An hour after Jack left, I find myself in the same spot on the floor, still shaking, still crying. Everything happened so fast and my heart hurts too much that I cant even bring myself to move. Again, my heart is shattered by no one else but Jack. He is the only person that has ever come close to my heart and he was the one who broke it, over and over again. I once thought we were the exception to all heart break and misery, turns out I was wrong. If I was right I wouldnt be sitting on my floor broken into billion of peices, all of which form a Jack shaped hole in my heart. You might say that I have no one else to blame but myself and I agree but loving someone means to let them go when you cant love them the way they deserve, I truly belive Gabbie will treat Jack better than me. Maybe its my lack of self confidence that I dont belive I can do the same but who knows.
My phone rings in the silence of my own apartment and I let it ring, refusing to answer. I havent stopped crying, I doubt the person on the other end of the phone wil be able to understand what I'm saying if I choose to answer. I turn my head to glance over at my phone and see Jonahs name plastered on the screen along with various texts from him and the other boys when the ringing finally stops. If I wanted to talk to anyone right now then it would be Jonah, he seems to always be there even when I dont even know that I need him. Another texts pops up on my phone and I can just make out whay it says through the tears that have built up in my eyes.

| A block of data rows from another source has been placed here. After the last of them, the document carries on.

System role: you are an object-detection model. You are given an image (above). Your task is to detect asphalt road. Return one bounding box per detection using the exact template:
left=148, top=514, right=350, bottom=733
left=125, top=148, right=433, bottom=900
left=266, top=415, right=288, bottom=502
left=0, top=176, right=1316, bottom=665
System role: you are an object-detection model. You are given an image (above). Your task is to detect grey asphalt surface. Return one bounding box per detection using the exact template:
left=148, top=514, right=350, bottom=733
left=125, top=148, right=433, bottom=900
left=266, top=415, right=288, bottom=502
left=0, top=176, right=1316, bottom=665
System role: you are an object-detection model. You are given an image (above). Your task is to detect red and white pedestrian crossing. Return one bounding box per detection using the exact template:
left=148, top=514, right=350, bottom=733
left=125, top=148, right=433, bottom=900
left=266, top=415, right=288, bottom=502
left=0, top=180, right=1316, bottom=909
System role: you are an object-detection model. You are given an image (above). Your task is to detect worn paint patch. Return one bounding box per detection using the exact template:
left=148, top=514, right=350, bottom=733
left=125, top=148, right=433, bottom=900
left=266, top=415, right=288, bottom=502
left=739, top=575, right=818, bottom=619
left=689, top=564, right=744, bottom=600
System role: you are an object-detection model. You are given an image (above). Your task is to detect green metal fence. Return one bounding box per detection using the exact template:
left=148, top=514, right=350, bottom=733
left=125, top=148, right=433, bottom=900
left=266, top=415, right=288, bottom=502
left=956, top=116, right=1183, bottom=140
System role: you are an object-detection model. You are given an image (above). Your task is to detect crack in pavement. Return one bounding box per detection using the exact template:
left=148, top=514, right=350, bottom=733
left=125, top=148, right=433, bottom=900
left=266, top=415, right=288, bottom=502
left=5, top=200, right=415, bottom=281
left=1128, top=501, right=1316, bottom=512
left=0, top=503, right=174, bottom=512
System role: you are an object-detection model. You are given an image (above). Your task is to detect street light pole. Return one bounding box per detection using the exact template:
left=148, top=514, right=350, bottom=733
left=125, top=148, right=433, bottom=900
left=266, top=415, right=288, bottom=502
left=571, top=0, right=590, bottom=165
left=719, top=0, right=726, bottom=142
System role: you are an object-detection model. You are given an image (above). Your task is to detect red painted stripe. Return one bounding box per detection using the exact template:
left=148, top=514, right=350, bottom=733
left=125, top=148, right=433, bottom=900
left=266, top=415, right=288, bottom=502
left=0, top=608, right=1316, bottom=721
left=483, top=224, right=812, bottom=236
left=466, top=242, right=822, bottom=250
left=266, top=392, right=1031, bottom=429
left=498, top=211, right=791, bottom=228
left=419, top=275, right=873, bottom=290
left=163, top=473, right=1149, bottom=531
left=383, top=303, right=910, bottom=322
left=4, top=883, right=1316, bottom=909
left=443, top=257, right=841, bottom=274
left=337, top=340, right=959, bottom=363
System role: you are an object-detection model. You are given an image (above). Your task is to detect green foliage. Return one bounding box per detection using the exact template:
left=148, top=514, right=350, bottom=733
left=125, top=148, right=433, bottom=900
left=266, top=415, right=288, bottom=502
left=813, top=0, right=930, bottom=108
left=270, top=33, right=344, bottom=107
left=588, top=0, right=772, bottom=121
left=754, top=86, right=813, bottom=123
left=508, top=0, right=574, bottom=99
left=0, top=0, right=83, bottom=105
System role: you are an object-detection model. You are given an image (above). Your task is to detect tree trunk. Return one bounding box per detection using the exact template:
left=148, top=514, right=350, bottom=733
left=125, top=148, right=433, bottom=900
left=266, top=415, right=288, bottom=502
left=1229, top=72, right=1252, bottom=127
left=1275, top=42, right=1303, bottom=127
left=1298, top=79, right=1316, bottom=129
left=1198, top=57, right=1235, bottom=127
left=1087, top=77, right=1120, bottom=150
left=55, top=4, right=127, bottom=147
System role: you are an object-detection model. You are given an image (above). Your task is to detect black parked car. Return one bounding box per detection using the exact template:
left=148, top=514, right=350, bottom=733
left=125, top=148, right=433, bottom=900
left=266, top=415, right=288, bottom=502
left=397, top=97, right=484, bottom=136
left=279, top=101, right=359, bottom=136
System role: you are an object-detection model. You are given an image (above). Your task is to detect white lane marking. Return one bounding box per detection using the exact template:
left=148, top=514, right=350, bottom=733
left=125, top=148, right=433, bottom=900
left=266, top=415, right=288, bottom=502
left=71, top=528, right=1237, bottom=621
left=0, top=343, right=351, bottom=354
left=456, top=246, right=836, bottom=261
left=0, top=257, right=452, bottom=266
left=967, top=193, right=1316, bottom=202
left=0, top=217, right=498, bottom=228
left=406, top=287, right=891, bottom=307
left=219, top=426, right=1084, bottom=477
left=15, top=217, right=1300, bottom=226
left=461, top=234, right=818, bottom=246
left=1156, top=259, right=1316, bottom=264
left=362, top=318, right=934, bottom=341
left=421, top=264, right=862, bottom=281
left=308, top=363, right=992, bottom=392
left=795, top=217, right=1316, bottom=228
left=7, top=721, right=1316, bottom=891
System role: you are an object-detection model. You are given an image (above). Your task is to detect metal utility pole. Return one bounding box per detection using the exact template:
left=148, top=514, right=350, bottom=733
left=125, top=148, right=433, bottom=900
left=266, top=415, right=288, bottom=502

Jonah: I'm coming over, open the door or I am breaking it down
My heart drops to my stomach at the thought of Jonah seeing me like this and Jack being the reason. Even though I feel the need to clean myself up before he gets here, I still cant bring myself to move from the spot on my floor. After all the crying, I feel numb, unable to move, unable to speak, unable to do anything, I dont have the energy. Why, even after three years, does Jack still manage to make me feel this way. The crying has stopped, everything around me has stopped and I'm trapped in the silence.
Two knocks at my door break the quiet, but I dont move. Another two knocks lightly hit my door and are followed by a soft voice, "Grace, please answer, you dont have to talk, just open the door" I hear Jonah whisper, "I promise, we can sit in silence until you're ready to talk, or not" he says shortly after. I begin to think that maybe Jonah is what I need right now, just someone to sit with until everything in my head stops spinning. Suddenly, I gain a small amount of strength and I pull myself up and off the floor, I pplace my hand softly on the key in the door, taking a moment to compose myself before tunring it to unlock the door.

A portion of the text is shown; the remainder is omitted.